ML Dataset

Overview

ML Datasets are a feature for preparing the log data used for training before creating a machine learning model. Under Policies > ML Datasets, security analysts can define a dataset and then consistently manage the input data that the model will train on.

In practice, you first explore the data you want to use in Analysis > Queries or Analysis > Pivots, retain only the necessary fields or preprocess them, and then save the result as an ML dataset. You then select the saved dataset in a machine learning model for training. If string fields are difficult to use directly for training, consider vectorizing them into numeric vectors using a query command such as tfidf.

All users, including administrators, can view the ML dataset list and its contents. Administrators and cluster administrators can add, edit, and delete ML datasets.

Considerations

Prepare ML datasets to reflect the data generated in your actual operating environment as closely as possible. Keep the following in mind when creating a dataset.

Include diverse information
Prepare data that includes a variety of characteristics found in the real operating environment, such as time, location, user information, event type, and success/failure status.
Select target variables for supervised learning
Supervised learning models such as Random Forest require a target variable field to predict. When creating a dataset for supervised learning, make sure to include the target variable.
Preprocess data
Remove or correct data errors and extreme values. If the value ranges between fields differ too greatly, apply normalization or scaling.
Vectorize strings
Because ordinary strings are difficult to train on directly, they need to be converted to numbers. Vectorize them using a query command such as tfidf if needed.
Data quality and quantity
Data must be accurate, complete, and consistent. It is advisable to secure a sufficient quantity so that both normal and abnormal patterns are adequately represented.
Prevent overfitting
Consider techniques such as cross-validation and regularization to avoid fitting too closely to specific training data.
Reflect changing patterns
Because security threat patterns can change over time, it is advisable to retrain operating models periodically.

View/search ML datasets

You can view or search the ML dataset list under Policies > ML Datasets.

ML dataset list

  • Name: Name of the ML dataset. Click the name to go to the dataset detail screen.
  • Description: Description of the purpose or structure of the ML dataset.
  • Count: Number of data entries currently in the ML dataset.
  • Modified At: Date the ML dataset was created or last modified.

To find a specific ML dataset in the list, use the search tool in the toolbar. The search tool finds ML datasets whose Name or Description contains the entered keyword, and is not case-sensitive.

Download list

To save the ML dataset list to your local PC, click Download in the toolbar and select the desired file format.

Refresh list

To reload the ML dataset list with the latest data, click Refresh in the toolbar.

Export ML datasets

To back up or move an ML dataset to another environment, you can export it as a file.

  1. Select the checkbox on the row of the ML dataset to export in the list.
  2. Click Export in the toolbar.
  3. In the Export ML Dataset dialog, set the file name and click OK.
Import ML datasets

To re-register a previously exported ML dataset file, use the import feature.

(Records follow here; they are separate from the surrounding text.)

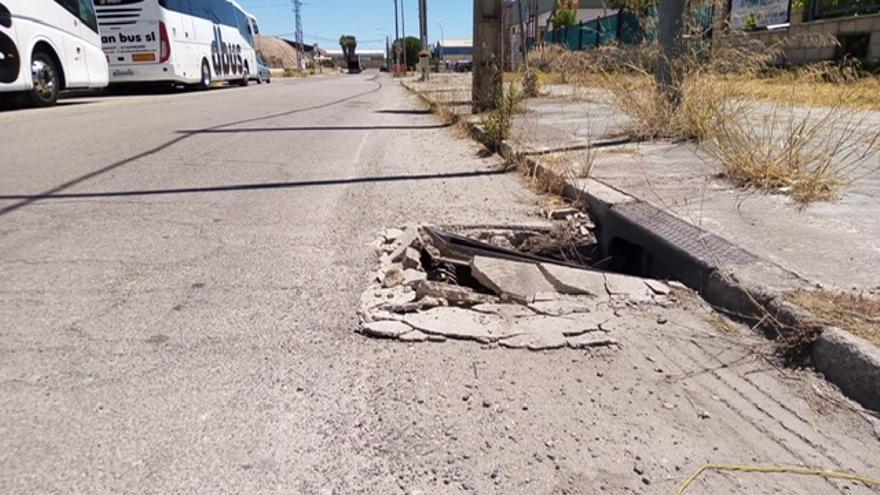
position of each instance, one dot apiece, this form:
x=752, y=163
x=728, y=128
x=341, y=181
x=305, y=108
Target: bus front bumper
x=146, y=73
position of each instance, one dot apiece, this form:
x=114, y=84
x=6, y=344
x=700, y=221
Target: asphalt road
x=179, y=276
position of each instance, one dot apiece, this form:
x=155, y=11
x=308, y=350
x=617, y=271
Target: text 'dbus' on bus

  1. Click Import in the toolbar.
  2. In the Import ML Dataset dialog, click Select File and choose the previously saved ML dataset file.
  3. After selecting the file, click OK.

Add an ML dataset

To add an ML dataset for reuse as input data for machine learning models, follow these steps.

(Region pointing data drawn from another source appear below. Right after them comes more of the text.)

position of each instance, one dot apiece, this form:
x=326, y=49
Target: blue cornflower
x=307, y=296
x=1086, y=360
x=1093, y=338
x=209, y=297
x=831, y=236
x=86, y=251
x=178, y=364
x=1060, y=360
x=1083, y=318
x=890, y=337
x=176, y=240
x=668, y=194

  1. Under Policies > ML Datasets, click Add in the toolbar.

  2. On the Add ML Dataset screen, configure the settings.

    Add ML dataset

    • Name: Unique name to identify the ML dataset (up to 50 characters).
    • Description: Description of the dataset's purpose or structure (up to 2,000 characters).
    • Query Statement: Query to run when generating the ML dataset. The field values produced by this query are used when training the model (up to 10,000 characters).
  3. Review the information for accuracy and click OK.

Note
You cannot add a duplicate ML dataset name. Also, if an invalid query statement is entered or a data table that does not exist is specified and the query cannot be run, the ML dataset cannot be added.

View an ML dataset

To check what data is actually included in an ML dataset, view the dataset detail screen.

  1. Click the Name of the ML dataset to view in the list.

    View ML dataset

  2. Review the data on the detail screen. If needed, click Add to the right of Filter to add filtering conditions.

    Add ML dataset filter condition

Edit an ML dataset

To update the description of an ML dataset to match current operating standards, use the edit feature.

  1. Click the Name of the ML dataset to edit in the list.
  2. On the Edit ML Dataset screen, update the information and click OK. Only the Description can be edited.
Note
The ML dataset name and query statement cannot be changed on the edit screen.

Delete an ML dataset

To clean up ML datasets that are no longer in use, use the delete feature.

  1. Select the checkbox on the row of the ML dataset to delete in the list.
  2. Click Delete from the action menu that appears in the toolbar.
  3. In the Delete ML Dataset dialog, review the list of ML datasets to delete and click Delete. Click Cancel if you do not want to delete.
Note
ML datasets linked to a machine learning model cannot be deleted. To delete one, first remove the ML dataset setting from the corresponding machine learning model.